The hyperparameter perplexity controls the number of effective neighbors each point considers when learning the embedding. Higher values emphasize global structure, lower values emphasize local relationships.
from sklearn.manifold import TSNE
# build a t-SNE model having 2 PCs
tsne = TSNE(n_components = 2, perplexity = 50)
X_tsne = tsne.fit_transform(X_scaled)
After fitting the t-SNE model, we can visualize the Penguin dataset in two dimensions, allowing us to explore the relationships between individual data points, identify potential clusters, and observe how different species are distributed across the embedding.
Warning
It is noted that t-SNE is primarily a visualization tool rather than a feature extraction method, and the resulting embedding should not be used directly for downstream tasks such as classification. Each time you run t-SNE, the coordinates can change slightly due to randomness, even with the same data. As such, the features produced by t-SNE may not be stable or meaningful for predictive modeling.
Exercise
Here, we will perform a clustering task using K-Means on a dataset reduced to two components obtained from the t-SNE model (code examples are availalbe in the Jupyter Notebook.
Group the data into 9 clusters
kmeans = KMeans(n_clusters=9).Repeat the clustering several times to observe how the cluster assignments change.
Change the number of clusters (e.g., 5 or 11) to see how it affects the result.
UMAP
UMAP (Uniform Manifold Approximation and Projection) is a non-linear dimensionality reduction technique similar in purpose to t-SNE, but with some key differences:
Preserves both local and some global structure of the data.
Generally faster and more scalable than t-SNE, especially for large datasets.
Can be used for visualization (2D/3D) or as a preprocessing step for downstream tasks like clustering or classification.
UMAP is based on manifold learning and graph theory.
Manifold learning means it assumes that even though our data might have many dimensions, the real structure of the data lies on a lower-dimensional surface (like a curve or sheet) inside that high-dimensional space. UMAP tries to find and keep that structure.

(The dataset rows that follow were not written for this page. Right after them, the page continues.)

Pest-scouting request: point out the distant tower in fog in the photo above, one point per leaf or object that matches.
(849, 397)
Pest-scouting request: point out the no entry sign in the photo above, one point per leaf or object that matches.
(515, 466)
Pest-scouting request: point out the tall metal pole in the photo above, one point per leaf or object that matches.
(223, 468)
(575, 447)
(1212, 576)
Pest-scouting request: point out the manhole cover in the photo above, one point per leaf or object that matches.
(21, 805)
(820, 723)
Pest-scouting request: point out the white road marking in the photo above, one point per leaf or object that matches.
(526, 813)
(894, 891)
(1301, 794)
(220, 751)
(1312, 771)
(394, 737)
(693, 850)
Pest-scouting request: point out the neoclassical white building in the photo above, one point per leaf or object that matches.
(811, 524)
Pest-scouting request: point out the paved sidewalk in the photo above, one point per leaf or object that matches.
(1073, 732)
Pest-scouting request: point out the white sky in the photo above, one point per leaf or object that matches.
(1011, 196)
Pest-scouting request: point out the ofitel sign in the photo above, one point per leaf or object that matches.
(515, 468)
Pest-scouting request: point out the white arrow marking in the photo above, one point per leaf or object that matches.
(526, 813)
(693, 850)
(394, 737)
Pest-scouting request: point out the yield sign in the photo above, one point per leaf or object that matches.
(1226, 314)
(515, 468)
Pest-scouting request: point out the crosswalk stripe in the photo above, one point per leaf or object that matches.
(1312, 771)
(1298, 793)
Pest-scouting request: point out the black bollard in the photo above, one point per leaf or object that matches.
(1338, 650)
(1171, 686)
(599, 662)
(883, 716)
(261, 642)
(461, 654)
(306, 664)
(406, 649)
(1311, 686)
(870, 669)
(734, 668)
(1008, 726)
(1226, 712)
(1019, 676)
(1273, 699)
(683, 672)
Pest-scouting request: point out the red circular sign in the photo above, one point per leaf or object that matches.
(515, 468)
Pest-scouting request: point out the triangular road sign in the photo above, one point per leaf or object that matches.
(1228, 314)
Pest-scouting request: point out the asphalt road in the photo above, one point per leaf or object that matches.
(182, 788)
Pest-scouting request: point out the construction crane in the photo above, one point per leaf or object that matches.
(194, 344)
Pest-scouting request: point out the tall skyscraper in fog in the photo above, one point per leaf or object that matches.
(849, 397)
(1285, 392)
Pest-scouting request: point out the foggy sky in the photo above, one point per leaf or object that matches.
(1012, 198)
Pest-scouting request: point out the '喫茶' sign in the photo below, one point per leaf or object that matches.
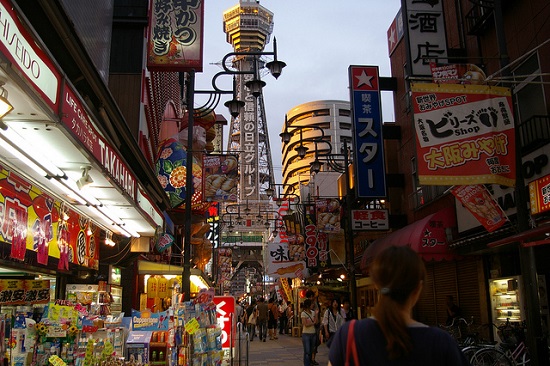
(367, 125)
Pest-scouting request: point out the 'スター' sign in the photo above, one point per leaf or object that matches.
(369, 165)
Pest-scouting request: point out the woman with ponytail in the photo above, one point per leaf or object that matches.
(392, 336)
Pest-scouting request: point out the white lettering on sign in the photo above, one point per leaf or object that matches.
(113, 164)
(25, 56)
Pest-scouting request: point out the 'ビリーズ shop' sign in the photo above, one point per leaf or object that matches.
(465, 134)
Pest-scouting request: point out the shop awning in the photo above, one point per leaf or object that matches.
(153, 268)
(428, 237)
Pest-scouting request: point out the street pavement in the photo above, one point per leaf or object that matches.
(286, 350)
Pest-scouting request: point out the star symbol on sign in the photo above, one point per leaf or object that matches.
(364, 79)
(392, 37)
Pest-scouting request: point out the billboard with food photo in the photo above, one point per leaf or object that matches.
(285, 259)
(465, 134)
(221, 178)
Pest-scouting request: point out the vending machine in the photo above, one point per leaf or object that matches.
(507, 301)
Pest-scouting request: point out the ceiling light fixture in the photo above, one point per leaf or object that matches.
(85, 180)
(5, 105)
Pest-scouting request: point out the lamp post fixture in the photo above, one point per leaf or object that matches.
(234, 105)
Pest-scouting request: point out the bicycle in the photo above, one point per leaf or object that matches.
(512, 351)
(475, 342)
(457, 328)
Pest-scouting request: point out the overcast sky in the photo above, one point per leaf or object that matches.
(318, 40)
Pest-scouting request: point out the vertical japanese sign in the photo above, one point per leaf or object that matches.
(175, 35)
(465, 134)
(370, 220)
(395, 32)
(425, 28)
(369, 165)
(539, 193)
(249, 178)
(23, 292)
(225, 306)
(478, 201)
(285, 259)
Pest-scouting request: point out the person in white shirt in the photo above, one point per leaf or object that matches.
(309, 322)
(332, 320)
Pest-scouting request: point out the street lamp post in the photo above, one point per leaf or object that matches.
(255, 85)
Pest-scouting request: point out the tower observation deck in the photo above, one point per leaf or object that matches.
(248, 26)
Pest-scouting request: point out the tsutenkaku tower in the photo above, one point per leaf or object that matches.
(248, 26)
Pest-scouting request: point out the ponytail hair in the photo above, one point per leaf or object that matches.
(397, 272)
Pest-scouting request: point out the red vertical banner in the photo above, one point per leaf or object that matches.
(539, 193)
(479, 202)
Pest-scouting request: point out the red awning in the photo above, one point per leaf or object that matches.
(426, 236)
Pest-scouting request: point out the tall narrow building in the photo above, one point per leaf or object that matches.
(248, 26)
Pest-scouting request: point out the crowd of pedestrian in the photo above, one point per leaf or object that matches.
(270, 318)
(265, 320)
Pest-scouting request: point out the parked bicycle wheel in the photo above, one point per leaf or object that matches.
(491, 357)
(470, 351)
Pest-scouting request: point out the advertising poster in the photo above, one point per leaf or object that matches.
(478, 201)
(329, 215)
(221, 178)
(283, 258)
(539, 193)
(456, 73)
(465, 134)
(32, 220)
(175, 39)
(369, 165)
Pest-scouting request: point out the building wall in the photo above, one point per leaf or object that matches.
(333, 117)
(525, 28)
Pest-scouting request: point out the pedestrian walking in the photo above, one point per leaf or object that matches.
(332, 320)
(316, 307)
(308, 330)
(251, 315)
(273, 317)
(347, 310)
(393, 337)
(261, 320)
(283, 319)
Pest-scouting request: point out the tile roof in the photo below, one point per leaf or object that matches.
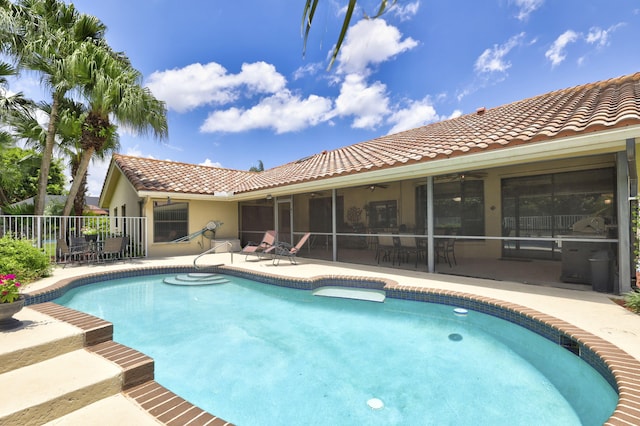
(147, 174)
(583, 109)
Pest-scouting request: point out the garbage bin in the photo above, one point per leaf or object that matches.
(600, 264)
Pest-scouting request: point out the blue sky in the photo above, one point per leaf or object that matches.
(239, 90)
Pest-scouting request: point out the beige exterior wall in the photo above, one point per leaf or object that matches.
(200, 213)
(123, 195)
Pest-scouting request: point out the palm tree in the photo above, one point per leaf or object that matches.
(9, 102)
(310, 10)
(111, 88)
(72, 118)
(45, 36)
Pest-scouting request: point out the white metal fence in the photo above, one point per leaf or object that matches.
(44, 231)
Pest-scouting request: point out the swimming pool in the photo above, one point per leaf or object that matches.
(332, 357)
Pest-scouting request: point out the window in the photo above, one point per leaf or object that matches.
(383, 214)
(459, 207)
(170, 222)
(123, 212)
(550, 205)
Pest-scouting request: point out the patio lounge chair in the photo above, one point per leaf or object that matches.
(264, 247)
(285, 250)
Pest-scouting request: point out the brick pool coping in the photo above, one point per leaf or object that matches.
(619, 368)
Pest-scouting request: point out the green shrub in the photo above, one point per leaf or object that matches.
(19, 257)
(632, 301)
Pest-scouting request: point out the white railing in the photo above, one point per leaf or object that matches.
(44, 231)
(560, 223)
(213, 249)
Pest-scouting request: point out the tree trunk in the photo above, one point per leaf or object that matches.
(47, 155)
(79, 200)
(77, 179)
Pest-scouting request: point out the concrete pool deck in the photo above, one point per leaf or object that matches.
(590, 311)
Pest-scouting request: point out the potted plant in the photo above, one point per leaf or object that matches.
(11, 301)
(90, 234)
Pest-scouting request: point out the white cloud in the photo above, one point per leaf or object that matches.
(493, 60)
(282, 112)
(135, 151)
(195, 85)
(601, 37)
(417, 114)
(371, 42)
(309, 69)
(557, 52)
(368, 103)
(407, 11)
(210, 163)
(527, 7)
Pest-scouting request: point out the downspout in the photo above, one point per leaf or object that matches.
(430, 228)
(334, 222)
(624, 224)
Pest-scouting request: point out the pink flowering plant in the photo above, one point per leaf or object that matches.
(9, 288)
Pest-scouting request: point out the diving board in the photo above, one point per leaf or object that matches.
(368, 294)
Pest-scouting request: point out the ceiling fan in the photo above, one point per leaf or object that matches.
(462, 176)
(372, 187)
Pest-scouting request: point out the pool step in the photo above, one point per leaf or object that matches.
(196, 278)
(367, 294)
(49, 389)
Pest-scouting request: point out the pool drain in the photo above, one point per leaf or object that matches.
(375, 403)
(460, 311)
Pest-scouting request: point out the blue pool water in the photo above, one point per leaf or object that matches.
(256, 354)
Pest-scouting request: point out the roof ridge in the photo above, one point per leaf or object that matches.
(181, 163)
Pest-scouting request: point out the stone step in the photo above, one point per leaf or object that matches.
(43, 336)
(50, 389)
(113, 410)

Graph theory means UMAP represents the data as a graph: each point is a node, and connections (edges) show how close points are to each other. Then it uses math to squeeze this graph down into 2D or 3D while keeping the structure as much as possible.
UMAP it constructs a high-dimensional graph representation of the data and then projects it onto a low-dimensional space, by applying a series of optimization steps. This results in a visual representation of the data that is both accurate and interpretable. In comparison to PCA and t-SNE, UMAP offers a good balance of accuracy, efficiency, and scalability, making it a popular choice for dimensionality reduction in machine learning and data analysis.
Using the same procedure as in the t-SNE subsection, we build and fit the UMAP model, and visualize the Penguin dataset in two dimensions by species, island, and sex.
import umap
umap_model = umap.UMAP(n_components = 2, n_neighbors=10)
X_umap = umap_model.fit_transform(X_scaled)
X_umap_species = penguins_dimR.join(pd.DataFrame(X_umap,
index = penguins_dimR.index,
columns = ['PC_1', 'PC_2']))
Exercise
Here we perform the same clustering task using K-Means on a dataset reduced to two components obtained from the UMAP model (code examples are availalbe in the Jupyter Notebook.
Keypoints
Representative method include PCA, t-SNE, and UMAP
PCA is a method to reduce dimensions via creating new variables called principal components (PCs), which are linear combinations of the original features.
Perform PCA task and then decide optmal number of component.
T-SNE and UMAP are both nonlinear dimensionality reduction methods mainly used to visualize high-dimensional data in 2D or 3D.
T-SNE focuses on keeping similar points close and dissimilar points apart in lower-dimensional space, but not applicable for feature reduction or predictive modeling.
UMAP preserves both local relationships (nearby points stay close) and some global structure, scales well to large datasets, and is mainly used for exploration and visualization.